What kind of subjects should you cover in your email policy? Here is a list of ten points to include:
#1 Email risks: The policy should list email risks to make users aware of the potential harmful effects of their actions. Advise users that sending an email is like sending a postcard: if you don’t want it posted on a bulletin board, then don’t send it.
#2 Best practices: This should include email etiquette and writing rules in order to uphold the good reputation of the company and to deliver quality customer service. For instance, include 5 etiquette rules: 1. Do not write emails in capitals, 2. Enable spell checking, 3. Read the email before you send it.4. Include a signature conform company format, 5. Use proper grammar and punctuation. Also include instructions on compressing attachments to save bandwidth.
#3 Personal usage: The policy should state whether personal emails are accepted and if so, to what extent. You can for instance set limits on the times of day that personal emails can be sent (only during breaks), or you could require personal emails to be saved in a separate folder. In addition, state that employees are prohibited from sending or receiving certain email attachments, such as exe, mp3 or vbs files. You could also include a maximum file size for attachments sent via email.
#4 Wastage of resources: Warn users that they are making use of the company’s email system and that they should not engage in non-business activities that unnecessarily tie up network traffic. The policy must also cover the use of newsletters & newsgroups. For instance you can state that employees may only subscribe to a newsletter or newsgroup if this directly relates to their job.

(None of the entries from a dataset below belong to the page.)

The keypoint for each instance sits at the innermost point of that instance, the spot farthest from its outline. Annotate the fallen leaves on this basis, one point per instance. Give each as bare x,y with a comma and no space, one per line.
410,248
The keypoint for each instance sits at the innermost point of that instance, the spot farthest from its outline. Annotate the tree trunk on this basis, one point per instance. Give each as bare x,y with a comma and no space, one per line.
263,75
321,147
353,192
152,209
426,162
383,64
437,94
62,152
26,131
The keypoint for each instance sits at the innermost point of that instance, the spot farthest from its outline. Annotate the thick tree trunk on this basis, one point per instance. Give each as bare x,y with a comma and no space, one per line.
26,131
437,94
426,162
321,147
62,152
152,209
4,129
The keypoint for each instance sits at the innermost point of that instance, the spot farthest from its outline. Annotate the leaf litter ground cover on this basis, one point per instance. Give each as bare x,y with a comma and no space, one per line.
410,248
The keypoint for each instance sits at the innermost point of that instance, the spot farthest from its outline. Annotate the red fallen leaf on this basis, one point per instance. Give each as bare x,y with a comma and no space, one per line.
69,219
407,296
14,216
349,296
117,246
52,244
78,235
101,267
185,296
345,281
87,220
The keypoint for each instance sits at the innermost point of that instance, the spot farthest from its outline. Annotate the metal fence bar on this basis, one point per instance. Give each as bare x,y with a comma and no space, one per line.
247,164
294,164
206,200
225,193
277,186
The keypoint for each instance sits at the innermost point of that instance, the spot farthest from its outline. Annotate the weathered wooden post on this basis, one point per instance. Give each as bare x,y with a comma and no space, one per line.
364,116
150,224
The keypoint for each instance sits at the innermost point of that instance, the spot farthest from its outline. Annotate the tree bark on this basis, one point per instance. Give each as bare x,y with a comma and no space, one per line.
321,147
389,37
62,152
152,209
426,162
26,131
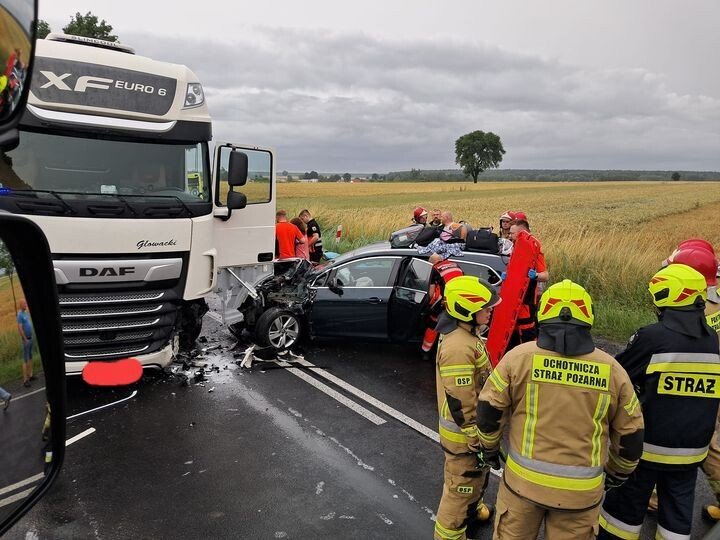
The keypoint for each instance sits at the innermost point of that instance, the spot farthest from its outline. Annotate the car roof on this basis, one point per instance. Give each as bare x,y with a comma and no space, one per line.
384,249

#5 Prohibited content: The policy should expressly state that the email system is not to be used for the creation or distribution of any offensive, or disruptive messages, including messages containing offensive comments about race, gender, age, sexual orientation, pornography, religious or political beliefs, national origin or disability. State that employees who receive any emails with this content should report the matter to their supervisor immediately. Moreover, employees should not use email to discuss competitors, potential acquisitions or mergers or to give their opinion about another firm. Unlawful messages, such as copyright infringing emails should also be prohibited.
#6 Document retention policy: Include information on whether or not email will be archived and for how long. If your organization is required to archive email messages, state that all emails will be archived and include the number of years that the records will be kept. If you are not required to archive your emails, notify your users about whether they can or should delete emails after a number of months or years.

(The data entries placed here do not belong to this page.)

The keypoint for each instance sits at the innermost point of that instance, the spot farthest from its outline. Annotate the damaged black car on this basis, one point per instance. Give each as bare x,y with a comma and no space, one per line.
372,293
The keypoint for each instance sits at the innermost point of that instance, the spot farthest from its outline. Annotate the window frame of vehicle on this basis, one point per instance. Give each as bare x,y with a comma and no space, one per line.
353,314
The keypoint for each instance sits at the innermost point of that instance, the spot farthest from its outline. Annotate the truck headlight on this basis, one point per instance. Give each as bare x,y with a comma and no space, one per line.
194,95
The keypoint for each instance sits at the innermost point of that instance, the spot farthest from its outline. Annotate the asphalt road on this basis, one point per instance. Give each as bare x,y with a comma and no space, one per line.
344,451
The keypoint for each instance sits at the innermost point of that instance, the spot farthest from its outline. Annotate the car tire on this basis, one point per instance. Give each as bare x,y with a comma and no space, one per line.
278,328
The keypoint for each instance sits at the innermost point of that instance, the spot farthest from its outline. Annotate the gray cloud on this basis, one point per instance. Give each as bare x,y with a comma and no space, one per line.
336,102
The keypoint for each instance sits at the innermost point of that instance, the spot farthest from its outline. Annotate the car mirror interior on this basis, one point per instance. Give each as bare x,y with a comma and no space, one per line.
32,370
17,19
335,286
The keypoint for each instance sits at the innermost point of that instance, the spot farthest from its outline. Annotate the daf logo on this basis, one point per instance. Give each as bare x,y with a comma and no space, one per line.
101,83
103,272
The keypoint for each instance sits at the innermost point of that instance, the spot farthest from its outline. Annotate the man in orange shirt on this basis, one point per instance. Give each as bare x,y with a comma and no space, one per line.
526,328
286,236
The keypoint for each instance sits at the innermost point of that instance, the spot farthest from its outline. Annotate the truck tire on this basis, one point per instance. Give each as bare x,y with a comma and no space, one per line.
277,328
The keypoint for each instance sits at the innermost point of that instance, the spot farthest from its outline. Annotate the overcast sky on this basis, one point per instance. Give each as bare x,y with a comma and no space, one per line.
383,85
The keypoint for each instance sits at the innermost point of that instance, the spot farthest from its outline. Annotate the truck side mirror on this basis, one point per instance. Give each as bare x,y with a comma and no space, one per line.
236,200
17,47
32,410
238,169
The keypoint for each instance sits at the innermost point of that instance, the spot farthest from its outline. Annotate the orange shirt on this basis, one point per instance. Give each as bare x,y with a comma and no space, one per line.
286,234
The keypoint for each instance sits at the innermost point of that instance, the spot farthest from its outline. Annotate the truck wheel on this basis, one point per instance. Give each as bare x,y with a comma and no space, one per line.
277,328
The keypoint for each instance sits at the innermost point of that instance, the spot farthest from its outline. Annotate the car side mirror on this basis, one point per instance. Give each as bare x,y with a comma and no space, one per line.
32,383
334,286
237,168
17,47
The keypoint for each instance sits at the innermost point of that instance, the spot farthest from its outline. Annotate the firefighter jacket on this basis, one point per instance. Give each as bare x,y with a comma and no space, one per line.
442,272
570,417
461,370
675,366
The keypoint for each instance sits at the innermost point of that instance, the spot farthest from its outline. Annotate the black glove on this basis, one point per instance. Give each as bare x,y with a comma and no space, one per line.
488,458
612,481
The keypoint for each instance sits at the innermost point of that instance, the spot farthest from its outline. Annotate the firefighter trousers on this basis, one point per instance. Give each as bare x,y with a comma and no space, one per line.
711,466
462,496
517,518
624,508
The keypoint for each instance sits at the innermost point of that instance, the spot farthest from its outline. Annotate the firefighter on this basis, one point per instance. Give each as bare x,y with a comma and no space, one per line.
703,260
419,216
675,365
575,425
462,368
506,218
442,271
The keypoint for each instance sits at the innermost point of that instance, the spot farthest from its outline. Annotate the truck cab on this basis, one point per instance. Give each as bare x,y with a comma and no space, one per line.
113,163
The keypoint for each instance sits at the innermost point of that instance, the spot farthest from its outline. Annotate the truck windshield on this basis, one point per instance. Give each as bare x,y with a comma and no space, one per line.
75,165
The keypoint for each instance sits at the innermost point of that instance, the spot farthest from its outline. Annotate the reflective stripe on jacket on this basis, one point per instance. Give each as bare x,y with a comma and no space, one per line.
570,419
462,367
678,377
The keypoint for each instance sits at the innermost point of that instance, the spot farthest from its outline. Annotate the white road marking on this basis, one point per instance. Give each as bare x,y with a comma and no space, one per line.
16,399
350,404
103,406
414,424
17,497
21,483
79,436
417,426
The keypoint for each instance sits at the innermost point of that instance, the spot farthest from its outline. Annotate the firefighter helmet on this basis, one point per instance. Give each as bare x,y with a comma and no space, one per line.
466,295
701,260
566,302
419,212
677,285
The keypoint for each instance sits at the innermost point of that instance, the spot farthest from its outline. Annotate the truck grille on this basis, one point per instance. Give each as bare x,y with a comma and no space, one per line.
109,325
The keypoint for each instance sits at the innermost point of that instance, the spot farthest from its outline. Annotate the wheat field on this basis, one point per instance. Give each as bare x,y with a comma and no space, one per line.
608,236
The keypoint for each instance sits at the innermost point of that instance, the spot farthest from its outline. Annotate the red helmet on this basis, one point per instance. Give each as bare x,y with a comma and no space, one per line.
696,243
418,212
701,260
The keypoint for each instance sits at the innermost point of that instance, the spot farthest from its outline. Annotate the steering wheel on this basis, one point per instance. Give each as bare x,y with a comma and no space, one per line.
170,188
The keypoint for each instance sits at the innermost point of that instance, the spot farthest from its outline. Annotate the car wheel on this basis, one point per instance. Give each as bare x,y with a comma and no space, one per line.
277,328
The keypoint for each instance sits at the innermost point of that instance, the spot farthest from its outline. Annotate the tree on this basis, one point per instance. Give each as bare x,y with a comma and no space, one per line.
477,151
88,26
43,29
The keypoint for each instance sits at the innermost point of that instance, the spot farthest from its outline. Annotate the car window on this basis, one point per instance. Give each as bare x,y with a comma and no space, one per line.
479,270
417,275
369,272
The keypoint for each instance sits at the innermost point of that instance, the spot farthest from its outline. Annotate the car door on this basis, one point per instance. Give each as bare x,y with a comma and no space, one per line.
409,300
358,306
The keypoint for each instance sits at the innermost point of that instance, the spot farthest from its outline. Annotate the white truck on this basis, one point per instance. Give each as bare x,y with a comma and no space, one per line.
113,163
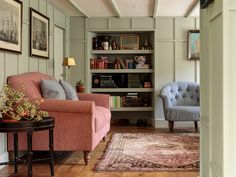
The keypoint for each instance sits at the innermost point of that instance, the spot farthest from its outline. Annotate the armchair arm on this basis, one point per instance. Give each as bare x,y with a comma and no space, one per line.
69,106
99,99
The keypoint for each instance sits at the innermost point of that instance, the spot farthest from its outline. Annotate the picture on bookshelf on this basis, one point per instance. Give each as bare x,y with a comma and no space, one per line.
129,42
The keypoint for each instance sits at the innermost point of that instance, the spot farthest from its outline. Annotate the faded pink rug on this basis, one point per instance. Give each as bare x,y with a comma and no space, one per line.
151,152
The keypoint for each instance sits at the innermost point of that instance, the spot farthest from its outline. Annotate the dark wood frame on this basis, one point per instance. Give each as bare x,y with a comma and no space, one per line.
32,12
126,46
189,52
3,47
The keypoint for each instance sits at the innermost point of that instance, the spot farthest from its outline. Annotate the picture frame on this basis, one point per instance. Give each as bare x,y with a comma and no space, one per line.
39,34
129,42
193,45
11,25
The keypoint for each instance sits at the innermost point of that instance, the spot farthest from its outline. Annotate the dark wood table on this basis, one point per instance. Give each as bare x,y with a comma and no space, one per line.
29,126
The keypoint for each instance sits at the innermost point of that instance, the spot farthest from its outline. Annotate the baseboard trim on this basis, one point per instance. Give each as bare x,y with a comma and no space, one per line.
178,124
4,158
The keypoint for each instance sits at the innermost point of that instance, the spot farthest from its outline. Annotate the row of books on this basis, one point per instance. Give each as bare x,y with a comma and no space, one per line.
130,100
104,63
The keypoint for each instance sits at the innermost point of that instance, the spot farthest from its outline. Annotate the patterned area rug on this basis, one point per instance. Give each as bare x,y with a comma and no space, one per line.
151,152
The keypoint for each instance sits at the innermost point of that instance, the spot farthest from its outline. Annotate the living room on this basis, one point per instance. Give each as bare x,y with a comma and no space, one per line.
72,27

#7 Treatment of confidential data: Include rules and guidelines on how employees should deal with your company’s confidential information and trade secrets. They should also be aware that they should not forward any confidential messages or attachments from other companies without permission. Make employees encrypt any confidential information that is sent via email and change passwords regularly.
#8 Email disclaimer: If you are adding a disclaimer to employees’ emails, you should inform them of this and state the disclaimer text that is added. Download the free white paper ‘Email Disclaimers – The legal and practical issues’ to learn more about why you need to add email disclaimers.
#9 Email monitoring: If you are going to monitor your employees’ emails, you must state this in your email policy. Warn that employees should have no expectation of privacy in anything they create, store, send or receive on the company’s computer system and that the company may, but is not obliged to monitor messages without prior notice. If you do not mention that the company is not obliged to monitor messages, an employee could potentially sue the company for failing to block a particular message.
#10 Measures & violation reporting: Warn that if an employee is found to be in breach of the email policy rules, this could result in disciplinary action, up to and including termination. If an employee witnesses email policy abuse they are required to report the incident immediately. Include contact details of who to contact if a violation of the policy rules is detected. This could be a supervisor but it might also be a good idea to appoint a specific contact person to report email policy breaches to.